American computer programmer

Ben Darnell is an American computer programmer, entrepreneur, and business executive. He is the chief technology officer for Cockroach Labs, a company he co-founded in 2015. Prior to his work at Cockroach Labs, he worked for tech companies that include FriendFeed, Facebook, Brizzly, Dropbox, Viewfinder, and Square, Inc.

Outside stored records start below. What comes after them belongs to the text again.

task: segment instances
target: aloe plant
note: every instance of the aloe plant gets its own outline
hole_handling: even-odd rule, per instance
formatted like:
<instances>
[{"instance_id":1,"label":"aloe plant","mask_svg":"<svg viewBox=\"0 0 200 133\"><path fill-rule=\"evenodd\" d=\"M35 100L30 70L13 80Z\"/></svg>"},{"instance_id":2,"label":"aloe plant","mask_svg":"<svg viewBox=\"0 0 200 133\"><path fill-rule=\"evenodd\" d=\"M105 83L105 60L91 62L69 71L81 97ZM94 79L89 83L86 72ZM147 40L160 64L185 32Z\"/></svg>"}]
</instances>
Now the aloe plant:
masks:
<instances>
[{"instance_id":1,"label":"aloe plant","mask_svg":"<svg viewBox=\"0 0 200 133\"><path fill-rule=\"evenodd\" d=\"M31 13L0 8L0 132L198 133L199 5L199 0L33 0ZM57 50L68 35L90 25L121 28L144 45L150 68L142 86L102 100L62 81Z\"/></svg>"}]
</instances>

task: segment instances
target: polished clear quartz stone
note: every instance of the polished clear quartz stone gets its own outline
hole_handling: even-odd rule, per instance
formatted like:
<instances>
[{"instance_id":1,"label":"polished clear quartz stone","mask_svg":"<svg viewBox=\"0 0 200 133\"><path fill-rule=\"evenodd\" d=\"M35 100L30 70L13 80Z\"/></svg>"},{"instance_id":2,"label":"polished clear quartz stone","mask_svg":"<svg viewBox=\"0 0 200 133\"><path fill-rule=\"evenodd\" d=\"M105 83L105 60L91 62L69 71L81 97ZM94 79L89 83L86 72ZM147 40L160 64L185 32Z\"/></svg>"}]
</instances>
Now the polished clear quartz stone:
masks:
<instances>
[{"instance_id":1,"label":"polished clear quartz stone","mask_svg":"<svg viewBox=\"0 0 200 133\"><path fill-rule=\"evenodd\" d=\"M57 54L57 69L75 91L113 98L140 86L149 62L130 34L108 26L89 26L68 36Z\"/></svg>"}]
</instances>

==Early life and education==

Darnell entered North Carolina State University in 1998. He graduated in 2002 with a degree in computer science.

==Career==

Darnell was an early employee of Google and was part of its Google Reader team. He worked with Thing Labs founders Jason Shellen and Chris Wetherell, two colleagues that he would later work with as part of Brizzly. He worked a total of seven years for Google and attributes it as being the foundation for his career as an engineer.

Darnell left Google to join FriendFeed. He joined Kevin Fox whom he also worked with at Google. Darnell began working at FriendFeed in July 2009. The company was purchased the following month by Facebook who incorporated Darnell into its team. A few months later, he left to work for startup Brizzly, a third-party interface for Twitter and Facebook that was later purchased by AOL. During his time at Brizzly, Darnell took over Tornado, an open source real-time web framework based on FriendFeed.

Darnell joined Spencer Kimball and Peter Mattis at Viewfinder in 2012. He met them in San Francisco when they showed him a sample of their work. He joined the team and worked primarily on the company's iPhone client app. Darnell joined the team at Square, Inc. after its purchase of Viewfinder in 2013.

Darnell helped launch CockroachDB in 2014 along with Kimball and Mattis. They later formed the company Cockroach Labs after launching the software as an open source project on GitHub. Darnell serves as the company's chief architect and also contributes to the source code development of CockroachDB.